Weitere Symptome des Prader-Willi-Syndroms können sein:
- Kleinwuchs: Menschen mit dem Prader-Willi-Syndrom haben meist eine geringe Körpergröße: Frauen werden durchschnittlich 146 Zentimeter groß und Männer
152 Zentimeter. - Unfruchtbarkeit: Aufgrund einer Unterentwicklung der Geschlechtsorgane und einer verzögerten sowie unvollständigen körperlichen Entwicklung während der Pubertät sind Patienten und Patientinnen meist unfruchtbar. Außerdem ist der Sexualtrieb meist nur gering ausgeprägt.
- Gestörte geistige Entwicklung: Im Baby- und Kleinkindalter zeigen sich Probleme mit der grobmotorischen Entwicklung, zum Beispiel beim Gehen oder Sitzen. In der Schule fallen Kinder durch Lernschwierigkeiten und eine gestörte Sprachentwicklung auf.
- Verhaltensauffälligkeiten: Im Schulalter sind betroffene Kinder stärker als andere Kinder trotzig und können ausgeprägte Wutanfälle haben – im Jugendalter werden die Wutausbrüche beim Prader-Willi-Syndrom jedoch seltener.
Lebenserwartung und Therapie beim Prader-Willi-Syndrom
Wie alt Patienten und Patientinnen mit dem Syndrom werden können, hängt stark von ihrer Lebensweise ab. Eine übermäßige Zufuhr von Nahrung kann zu Übergewicht, Diabetes mellitus und Herz-Kreislauf-Erkrankungen führen, die das Risiko für ein frühzeitiges Versterben erhöhen können.

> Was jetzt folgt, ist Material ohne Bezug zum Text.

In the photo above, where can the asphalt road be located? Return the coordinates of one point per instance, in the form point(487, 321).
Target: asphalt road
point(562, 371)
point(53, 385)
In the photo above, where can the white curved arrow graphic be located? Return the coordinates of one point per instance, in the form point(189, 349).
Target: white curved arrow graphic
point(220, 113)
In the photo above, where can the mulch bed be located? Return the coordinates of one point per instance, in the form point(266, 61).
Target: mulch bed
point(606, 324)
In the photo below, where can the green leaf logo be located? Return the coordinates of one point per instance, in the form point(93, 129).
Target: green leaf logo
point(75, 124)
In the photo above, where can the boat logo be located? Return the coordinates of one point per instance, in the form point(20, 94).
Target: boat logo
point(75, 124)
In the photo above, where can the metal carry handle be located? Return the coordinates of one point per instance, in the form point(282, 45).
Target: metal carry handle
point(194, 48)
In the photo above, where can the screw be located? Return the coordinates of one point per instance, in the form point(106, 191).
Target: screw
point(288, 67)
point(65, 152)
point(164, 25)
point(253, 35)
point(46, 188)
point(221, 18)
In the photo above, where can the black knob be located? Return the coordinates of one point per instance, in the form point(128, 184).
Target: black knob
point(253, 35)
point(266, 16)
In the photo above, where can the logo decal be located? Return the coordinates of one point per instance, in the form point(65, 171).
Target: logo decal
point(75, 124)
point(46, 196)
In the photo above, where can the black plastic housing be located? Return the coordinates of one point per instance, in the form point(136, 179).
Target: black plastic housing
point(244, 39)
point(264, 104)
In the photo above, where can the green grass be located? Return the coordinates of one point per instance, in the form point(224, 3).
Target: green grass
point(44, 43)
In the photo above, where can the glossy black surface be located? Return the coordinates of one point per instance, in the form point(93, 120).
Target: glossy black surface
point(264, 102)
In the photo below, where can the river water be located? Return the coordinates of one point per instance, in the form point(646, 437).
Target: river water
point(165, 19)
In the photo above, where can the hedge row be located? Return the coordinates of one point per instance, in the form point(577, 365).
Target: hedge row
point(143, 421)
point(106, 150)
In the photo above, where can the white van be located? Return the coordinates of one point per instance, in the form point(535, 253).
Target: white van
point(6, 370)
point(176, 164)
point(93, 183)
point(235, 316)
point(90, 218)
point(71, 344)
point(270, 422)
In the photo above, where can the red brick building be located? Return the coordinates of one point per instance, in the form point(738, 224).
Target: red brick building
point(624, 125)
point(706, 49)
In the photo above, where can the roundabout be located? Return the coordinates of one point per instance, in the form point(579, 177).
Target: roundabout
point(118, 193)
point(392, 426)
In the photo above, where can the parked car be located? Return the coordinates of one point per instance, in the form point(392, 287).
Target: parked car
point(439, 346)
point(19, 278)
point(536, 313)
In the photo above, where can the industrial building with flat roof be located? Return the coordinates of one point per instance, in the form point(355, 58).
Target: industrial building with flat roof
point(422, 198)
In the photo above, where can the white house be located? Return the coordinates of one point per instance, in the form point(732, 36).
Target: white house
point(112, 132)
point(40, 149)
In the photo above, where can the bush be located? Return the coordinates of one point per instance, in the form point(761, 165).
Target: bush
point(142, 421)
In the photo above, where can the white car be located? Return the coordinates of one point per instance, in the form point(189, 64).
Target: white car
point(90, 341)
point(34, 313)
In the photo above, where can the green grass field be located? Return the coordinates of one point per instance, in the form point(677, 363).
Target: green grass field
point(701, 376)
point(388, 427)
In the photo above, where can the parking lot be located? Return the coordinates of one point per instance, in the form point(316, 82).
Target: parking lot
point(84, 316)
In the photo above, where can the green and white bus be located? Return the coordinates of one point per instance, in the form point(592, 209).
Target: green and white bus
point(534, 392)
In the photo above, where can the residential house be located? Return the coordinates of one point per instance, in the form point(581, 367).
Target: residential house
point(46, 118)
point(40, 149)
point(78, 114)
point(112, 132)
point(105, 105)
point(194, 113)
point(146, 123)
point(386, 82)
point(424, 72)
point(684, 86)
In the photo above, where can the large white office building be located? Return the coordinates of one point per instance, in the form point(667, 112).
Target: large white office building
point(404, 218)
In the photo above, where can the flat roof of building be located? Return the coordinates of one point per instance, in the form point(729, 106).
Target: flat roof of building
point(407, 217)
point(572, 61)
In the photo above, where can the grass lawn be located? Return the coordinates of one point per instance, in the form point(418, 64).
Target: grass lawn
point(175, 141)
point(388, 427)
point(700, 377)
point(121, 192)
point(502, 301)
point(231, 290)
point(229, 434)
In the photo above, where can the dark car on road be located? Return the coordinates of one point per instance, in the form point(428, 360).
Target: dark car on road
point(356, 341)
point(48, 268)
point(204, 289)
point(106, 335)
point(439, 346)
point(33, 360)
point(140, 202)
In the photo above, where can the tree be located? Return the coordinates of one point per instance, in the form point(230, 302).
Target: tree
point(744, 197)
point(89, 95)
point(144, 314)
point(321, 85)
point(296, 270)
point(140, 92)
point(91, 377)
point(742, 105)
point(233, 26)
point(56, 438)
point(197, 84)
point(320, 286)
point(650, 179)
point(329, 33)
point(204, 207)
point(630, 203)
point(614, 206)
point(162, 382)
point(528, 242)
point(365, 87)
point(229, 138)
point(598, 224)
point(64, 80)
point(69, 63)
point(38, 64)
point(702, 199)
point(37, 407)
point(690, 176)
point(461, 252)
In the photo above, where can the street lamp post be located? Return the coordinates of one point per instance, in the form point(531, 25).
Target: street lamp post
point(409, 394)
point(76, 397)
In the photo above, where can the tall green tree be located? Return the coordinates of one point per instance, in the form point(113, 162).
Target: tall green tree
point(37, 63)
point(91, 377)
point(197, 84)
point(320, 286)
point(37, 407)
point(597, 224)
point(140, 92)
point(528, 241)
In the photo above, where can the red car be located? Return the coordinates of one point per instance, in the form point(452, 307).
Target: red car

Grundsätzlich können Menschen mit dem Prader-Willi-Syndrom aber genauso alt werden wie Menschen ohne die genetisch bedingte Erkrankung. Allerdings sollten Therapien die Betroffenen ein Leben lang begleiten. Eine ausgewogene und kalorienreduzierte Ernährung sowie viel Bewegung beugen Übergewicht vor. Die Muskeln sollten regelmäßig trainiert werden, damit sie nicht an Kraft verlieren. Eine Physiotherapie fördert zudem die Grob- und Feinmotorik bei einer Muskelschwäche.
Wenn Sprachprobleme vorliegen, können Betroffene von einer Logopädie profitieren, die diese Störungen gezielt behandelt. Die Ergotherapie hilft Patienten und Patientinnen dabei, ihre Selbstständigkeit mit bestimmten Bewegungsabläufen aufrechtzuerhalten – hier kann zum Beispiel schon eine Schritt-für Schritt-Anleitung beim Ankleiden helfen. Außerdem können Kinder in einer Einrichtung für betreutes Wohnen und in einer Werkstatt für Menschen mit Beeinträchtigungen in ein möglichst selbstständiges Leben begleitet werden. Wichtig ist, dass Menschen mit dem Prader-Willi-Syndrom ein vielseitiges Behandlungskonzept vom Säuglings- bis ins Erwachsenenalter erhalten.